I have mine just sitting not attached to anything on the bottom of my shrimp tanks. In two of the tanks it's at least doubled in size. Low light and no ferts. Shrimp like it and it looks decent too. I really like this stuff.


----------



## GMYukonon24s (May 3, 2009)

Ya it seems in the one tank I have it the shrimp are always going through it. I just figured maybe I can do something else with it and create my space for other plants.


----------



## synthorange (Feb 1, 2012)

Here's what I did with mine, wrapped it up in gutter guard mesh, stuck it to the back wall. Shot from late november.

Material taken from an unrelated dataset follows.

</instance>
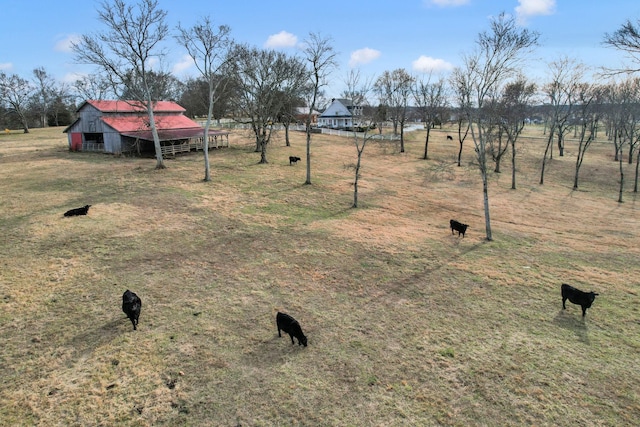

Best shot I have on hand at the moment for its current state. It's about 2/3rds of an inch out from the gutter mesh now. As I said, really slow growing stuff.


----------



## GMYukonon24s (May 3, 2009)

Thanks for the replies and pics. It's kind of funny/ weird how some people have growth and some don't. Which I know that's how alot of plants and things are in this hobby but I kind of figure plants that are low light plants should be fine or better in high tech tanks and I see thats not always the case.


----------



## 2wheelsx2 (Jan 27, 2006)

Mine grow like crazy in ultra low light. Have to throw out fistfuls every month or so. But they don't seem to attach to anything. If you glue/tie it to wood/rocks, it'll eventually attach?


----------



## acitydweller (Dec 28, 2011)

I've probalby had the wierdest experience with Subwassertang. I placed it in my shrimp tank with dwarf grass and it somehow clung onto it. so now it looks like i have a balloon attached to a string in the tank. This definitely wasn't planned but the shrimp dont mind and it looks pretty cool.


----------



## GMYukonon24s (May 3, 2009)

That's some growth than 2wheels. Lol that's interested I'll have to check that out.


----------